Note that the consistency need only be for the linear spectrum.
Algorithm
Consistency properties allow reverse-engineering candidate amino acid sequences for specturm $S$, by:
- Initializing candidate sequences with a single candidate, $P_0 = \epsilon$ (empty string),
- Extending every candidate sequence with every possible amino acid, followed by
- Prune every candidate whose spectrum is not consistent with $S$
- Continue steps 2 and 3 until either (a) one or more candidate $P$ has $Spectrum(P) = S$, or (b) all candidates are pruned.
Beam Search
Of course, the algorithm above assumes no errors. In practice, the spectrum will not match the ideal. Therefore, user can modify step (3), from requiring strict consistency, to keeping the most promising candidates. The score of a candidate is determined by how many masses in the generated spectrum are present in the target spectrum.

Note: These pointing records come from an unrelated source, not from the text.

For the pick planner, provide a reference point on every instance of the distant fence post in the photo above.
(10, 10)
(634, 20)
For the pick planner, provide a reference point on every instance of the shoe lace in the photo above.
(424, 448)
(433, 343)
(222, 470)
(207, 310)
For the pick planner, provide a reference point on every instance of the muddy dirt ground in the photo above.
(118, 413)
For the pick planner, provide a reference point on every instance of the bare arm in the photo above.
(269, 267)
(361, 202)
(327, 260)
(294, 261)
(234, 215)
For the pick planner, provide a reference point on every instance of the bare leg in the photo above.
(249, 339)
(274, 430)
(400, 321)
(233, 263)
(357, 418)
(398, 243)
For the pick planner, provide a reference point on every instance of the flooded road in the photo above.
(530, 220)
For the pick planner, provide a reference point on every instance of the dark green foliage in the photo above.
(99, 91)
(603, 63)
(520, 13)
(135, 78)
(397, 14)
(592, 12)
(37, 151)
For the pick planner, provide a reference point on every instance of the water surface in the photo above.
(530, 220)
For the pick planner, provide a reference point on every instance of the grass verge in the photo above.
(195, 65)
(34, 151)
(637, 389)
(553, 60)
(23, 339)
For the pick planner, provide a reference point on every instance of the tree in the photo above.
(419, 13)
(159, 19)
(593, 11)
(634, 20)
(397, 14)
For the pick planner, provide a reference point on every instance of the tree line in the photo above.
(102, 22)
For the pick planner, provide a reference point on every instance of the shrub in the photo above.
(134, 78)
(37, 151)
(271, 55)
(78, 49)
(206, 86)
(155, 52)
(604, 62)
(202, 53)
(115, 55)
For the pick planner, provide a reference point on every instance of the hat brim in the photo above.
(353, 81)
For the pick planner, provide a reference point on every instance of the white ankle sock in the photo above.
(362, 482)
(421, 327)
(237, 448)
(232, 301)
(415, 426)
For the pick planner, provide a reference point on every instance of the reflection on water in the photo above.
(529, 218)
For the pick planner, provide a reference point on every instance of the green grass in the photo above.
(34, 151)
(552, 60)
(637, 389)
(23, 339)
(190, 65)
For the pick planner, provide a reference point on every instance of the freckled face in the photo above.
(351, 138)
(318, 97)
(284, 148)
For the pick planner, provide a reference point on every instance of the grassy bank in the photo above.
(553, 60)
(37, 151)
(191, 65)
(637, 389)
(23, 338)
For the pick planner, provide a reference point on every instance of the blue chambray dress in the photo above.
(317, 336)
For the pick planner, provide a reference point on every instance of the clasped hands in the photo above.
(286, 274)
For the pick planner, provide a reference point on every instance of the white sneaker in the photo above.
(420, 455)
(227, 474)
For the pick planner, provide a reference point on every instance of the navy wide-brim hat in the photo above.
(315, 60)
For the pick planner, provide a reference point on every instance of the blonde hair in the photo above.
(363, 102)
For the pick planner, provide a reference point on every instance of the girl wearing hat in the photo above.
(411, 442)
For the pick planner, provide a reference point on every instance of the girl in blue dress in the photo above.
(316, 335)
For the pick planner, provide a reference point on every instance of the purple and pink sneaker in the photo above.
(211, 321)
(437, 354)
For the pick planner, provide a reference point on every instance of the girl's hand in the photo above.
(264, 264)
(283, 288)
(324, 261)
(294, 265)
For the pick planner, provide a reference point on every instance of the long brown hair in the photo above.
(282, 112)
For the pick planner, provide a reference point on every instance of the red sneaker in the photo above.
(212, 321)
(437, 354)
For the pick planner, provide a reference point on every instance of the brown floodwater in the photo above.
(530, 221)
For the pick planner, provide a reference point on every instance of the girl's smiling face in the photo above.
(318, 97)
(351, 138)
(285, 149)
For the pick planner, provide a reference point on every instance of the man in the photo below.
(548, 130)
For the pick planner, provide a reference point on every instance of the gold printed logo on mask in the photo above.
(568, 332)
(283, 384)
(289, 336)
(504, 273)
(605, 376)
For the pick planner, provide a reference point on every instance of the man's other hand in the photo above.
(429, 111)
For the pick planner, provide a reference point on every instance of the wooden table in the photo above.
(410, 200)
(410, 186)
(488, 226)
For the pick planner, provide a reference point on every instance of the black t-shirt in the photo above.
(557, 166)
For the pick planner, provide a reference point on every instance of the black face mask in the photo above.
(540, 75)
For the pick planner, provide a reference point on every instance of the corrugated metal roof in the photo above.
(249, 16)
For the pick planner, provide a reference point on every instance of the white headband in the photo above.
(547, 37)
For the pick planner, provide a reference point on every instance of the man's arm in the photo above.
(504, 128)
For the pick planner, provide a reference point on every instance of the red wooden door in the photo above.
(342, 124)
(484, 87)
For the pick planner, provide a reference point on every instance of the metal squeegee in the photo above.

Missing Masses: Spectral Convolution
To find missing masses, find the modal positive differences between elements of the spectrum. The common elements are likely to be individual amino acids (or other sub-components) of the molecule.
The masses with the top-k count, in the range of 57..200
, can correlate with the amino acids present in the sequence.
Statistical Significance
It can be helpful to compare any matches discovered, against a randomly generated baseline.